In den klassischen Jahren war die Serie ein riesiger Schatz (jepp, ein weit größerer Schatz als ein kewles Autogramm von Matt Groening) von Zitaten und Referenzen auf Literatur, auf Kunst, auf klassisches Kino etc etc., das Ganze durchdrungen von echtem Respekt für die Charaktere, von Denkanregung, von scharfer Sozialkritik auf subtilste Weise, von Tiefgang. So ganz nebenbei fügte sich all das zusammen mit dem storybezogenen Humor flüssig in echte Handlungen ein, die uns etwas Ambitioniertes zu erzählen hatten.
Wobei die Ambition eben nicht nur Humor und Sozialkritik war, sondern auch jene, Dinge zu tun, die im US-Cartoonwesen einfach Neuland waren, wie z.B. das Seelenleben der Charaktere und deren Ängste und Hoffnungen zu erforschen ("Moaning Lisa", "Fast Lane", "Substitute" und viele mehr bis rauf zu "4 Ft 2" in S7) Und das Ganze in Balance mit guten Spaß- und Humorfolgen, auch diese natürlich mit Stil und dem Geist der frühen Jahre. Die letzten Produzenten, die das richtig erkannt und umgesetzt hatten, waren IMO Oakley und Weinstein in S7/S8.
Und trotz all dieser Zitate und Verbindungen war die Serie bei Zuschauerschichten jeden Alters beliebt. Man musste die Zitate und Anregungen nicht erkennen, um Freude an der Folge zu haben (das berühmte laterale Apropos), aber sie waren immer der große Bonus. Nur was passierte jetzt in den letzten Jahren und speziell in Staffel 19? Etliche Gags sind reinkonstruiert, irrelevant für die Handlung, überdehnt und wiederholt, fast alles ist für den größtmöglichen Zuschauerkreis "dick unterstrichen", lasche (Popkultur-)Referenzen und Gags werden sofort und umfangreich erklärt. "Handlungen" sind bis auf wenige Ausnahmen Standardschemen oder ziellose Anhäufungen von Gags und Laufzeitvergeudung zugunsten seichter Unterhaltung - siehe z.B. mein Review zu "You Kent Always Say".
Dies alles wohlgemerkt nicht immer, aber gerade in den letzten Jahren immer öfter. Es gibt in S19 durchaus auch mal eine Citizen-Kane-Referenz, die unerklärt bleibt, oder einen schönen Charaktermoment, aber all das droht nun in einer Flut von "Massenmarkt-Qualitäten" erneut unterzugehen. Ein gutes Beispiel sind hier auch die Schlüsse bei Al Jean: gab es früher Schlüsse, die den Zuschauer einfach emotional beeindrucken wollten ("Mother Simpson" & Co) und dadurch Wirkung hatten oder Schlüsse, die auch dunklere Töne und Denkanregungen hatten ("Two Cars" & Co), ist der Schluß heute fast aus Prinzip ein Gag oder eine lustige Szenenmontage. Warum? Damit die Zuschauer mit einem leichten Lacher gehen und beim nächsten Mal sicher wieder Teil der Quote sein werden.

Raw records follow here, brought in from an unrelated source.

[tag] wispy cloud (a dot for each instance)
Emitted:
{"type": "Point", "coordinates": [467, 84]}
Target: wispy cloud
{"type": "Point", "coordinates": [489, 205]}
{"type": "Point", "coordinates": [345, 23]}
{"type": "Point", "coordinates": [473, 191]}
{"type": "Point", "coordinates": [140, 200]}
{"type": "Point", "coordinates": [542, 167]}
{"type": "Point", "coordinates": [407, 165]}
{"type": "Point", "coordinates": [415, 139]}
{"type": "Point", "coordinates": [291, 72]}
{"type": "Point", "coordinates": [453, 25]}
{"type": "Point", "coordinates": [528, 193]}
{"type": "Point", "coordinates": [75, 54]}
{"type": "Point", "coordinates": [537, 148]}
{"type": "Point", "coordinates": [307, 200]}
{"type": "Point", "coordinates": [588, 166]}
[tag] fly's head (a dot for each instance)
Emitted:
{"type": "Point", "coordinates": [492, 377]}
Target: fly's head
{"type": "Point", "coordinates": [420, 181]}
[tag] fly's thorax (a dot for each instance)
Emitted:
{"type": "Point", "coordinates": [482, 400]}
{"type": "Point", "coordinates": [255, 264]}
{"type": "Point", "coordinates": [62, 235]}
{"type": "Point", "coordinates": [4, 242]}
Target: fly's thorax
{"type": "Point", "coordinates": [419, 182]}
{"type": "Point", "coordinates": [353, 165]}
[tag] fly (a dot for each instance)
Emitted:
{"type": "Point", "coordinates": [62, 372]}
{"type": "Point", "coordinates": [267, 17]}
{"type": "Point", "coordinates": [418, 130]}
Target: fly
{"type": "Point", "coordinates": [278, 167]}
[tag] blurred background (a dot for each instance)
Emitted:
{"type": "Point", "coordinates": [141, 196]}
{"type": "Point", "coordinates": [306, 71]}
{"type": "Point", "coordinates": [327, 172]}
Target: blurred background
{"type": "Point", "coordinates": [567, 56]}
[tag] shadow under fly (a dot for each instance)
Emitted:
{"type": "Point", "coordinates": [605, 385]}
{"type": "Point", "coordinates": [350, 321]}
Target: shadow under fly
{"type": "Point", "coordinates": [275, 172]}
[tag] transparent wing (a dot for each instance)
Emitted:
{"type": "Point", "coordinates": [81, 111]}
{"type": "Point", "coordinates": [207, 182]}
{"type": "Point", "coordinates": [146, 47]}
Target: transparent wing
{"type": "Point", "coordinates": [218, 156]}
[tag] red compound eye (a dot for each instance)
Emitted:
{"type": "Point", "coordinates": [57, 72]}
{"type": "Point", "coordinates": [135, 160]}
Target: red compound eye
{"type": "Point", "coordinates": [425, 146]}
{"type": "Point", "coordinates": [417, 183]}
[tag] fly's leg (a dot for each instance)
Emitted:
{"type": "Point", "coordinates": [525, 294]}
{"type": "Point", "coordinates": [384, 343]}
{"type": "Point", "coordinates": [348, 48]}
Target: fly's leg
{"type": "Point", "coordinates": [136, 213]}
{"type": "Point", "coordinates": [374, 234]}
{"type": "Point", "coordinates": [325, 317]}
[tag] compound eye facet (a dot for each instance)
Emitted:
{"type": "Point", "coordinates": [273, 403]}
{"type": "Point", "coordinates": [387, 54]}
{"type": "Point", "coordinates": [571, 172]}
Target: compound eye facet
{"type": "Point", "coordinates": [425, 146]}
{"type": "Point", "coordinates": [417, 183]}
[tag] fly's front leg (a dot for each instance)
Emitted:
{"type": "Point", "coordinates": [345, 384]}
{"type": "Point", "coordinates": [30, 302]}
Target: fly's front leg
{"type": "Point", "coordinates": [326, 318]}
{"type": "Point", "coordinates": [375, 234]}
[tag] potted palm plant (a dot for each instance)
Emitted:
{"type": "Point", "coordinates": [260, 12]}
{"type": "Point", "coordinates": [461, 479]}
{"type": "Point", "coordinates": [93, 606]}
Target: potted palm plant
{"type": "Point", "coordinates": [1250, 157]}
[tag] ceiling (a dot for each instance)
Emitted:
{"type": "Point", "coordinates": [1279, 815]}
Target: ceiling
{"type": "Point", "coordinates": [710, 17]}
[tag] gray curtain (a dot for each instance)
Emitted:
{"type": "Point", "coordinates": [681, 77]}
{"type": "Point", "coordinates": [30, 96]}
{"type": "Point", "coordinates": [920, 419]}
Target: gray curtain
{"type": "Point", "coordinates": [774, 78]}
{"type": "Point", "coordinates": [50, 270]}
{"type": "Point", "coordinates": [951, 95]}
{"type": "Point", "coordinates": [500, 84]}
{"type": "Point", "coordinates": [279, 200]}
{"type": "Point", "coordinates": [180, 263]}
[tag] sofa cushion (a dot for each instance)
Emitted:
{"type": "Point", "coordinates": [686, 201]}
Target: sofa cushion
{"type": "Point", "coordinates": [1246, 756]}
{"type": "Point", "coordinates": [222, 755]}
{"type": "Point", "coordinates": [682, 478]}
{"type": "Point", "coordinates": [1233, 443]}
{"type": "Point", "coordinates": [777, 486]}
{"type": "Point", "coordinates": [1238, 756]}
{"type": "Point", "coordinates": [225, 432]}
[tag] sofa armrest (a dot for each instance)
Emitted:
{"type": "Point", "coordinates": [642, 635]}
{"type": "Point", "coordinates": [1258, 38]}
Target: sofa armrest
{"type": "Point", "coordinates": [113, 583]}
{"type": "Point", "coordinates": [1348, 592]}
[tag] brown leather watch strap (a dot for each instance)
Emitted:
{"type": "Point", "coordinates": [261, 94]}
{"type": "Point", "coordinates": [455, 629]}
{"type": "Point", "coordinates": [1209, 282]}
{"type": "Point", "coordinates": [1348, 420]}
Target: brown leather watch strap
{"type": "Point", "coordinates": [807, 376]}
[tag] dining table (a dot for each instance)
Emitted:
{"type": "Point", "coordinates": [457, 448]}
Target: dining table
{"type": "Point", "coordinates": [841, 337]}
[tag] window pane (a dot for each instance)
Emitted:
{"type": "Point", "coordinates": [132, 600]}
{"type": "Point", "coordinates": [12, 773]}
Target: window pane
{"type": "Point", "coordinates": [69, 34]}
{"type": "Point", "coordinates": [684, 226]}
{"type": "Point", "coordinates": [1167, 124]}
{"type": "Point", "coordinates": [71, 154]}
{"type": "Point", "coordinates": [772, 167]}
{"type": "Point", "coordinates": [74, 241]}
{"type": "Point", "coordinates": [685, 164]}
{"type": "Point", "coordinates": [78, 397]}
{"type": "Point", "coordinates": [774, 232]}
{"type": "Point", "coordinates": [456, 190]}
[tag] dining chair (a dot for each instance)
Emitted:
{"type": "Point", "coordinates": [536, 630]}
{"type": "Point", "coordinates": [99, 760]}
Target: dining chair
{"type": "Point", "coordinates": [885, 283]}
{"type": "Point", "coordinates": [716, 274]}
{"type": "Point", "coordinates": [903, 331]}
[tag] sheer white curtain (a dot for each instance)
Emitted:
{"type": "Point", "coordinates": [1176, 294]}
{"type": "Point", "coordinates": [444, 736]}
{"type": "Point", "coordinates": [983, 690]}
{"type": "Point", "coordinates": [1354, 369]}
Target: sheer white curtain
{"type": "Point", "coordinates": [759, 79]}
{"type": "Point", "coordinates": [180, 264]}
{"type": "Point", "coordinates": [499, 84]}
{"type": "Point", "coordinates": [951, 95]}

Und das zeigt einen groben Mangel an Respekt, sowohl für das Potential der Serie, als auch für die Charaktere und deren Eigenschaften und Vergangenheit - last but not least natürlich auch Mangel an Respekt für den Zuschauer selbst. Und das betrifft selbst die ROTFL-Kiddies, denn auch die bekommen halt nun vorzitiert, wo der gelbe Spaß sitzt und wo sie zu lachen haben. Die stört das nur eben nicht und daher sind sie nun die große Zielgruppe. Und schon haben wir die beste Staffel aller Zeiten. Sehr, sehr schade.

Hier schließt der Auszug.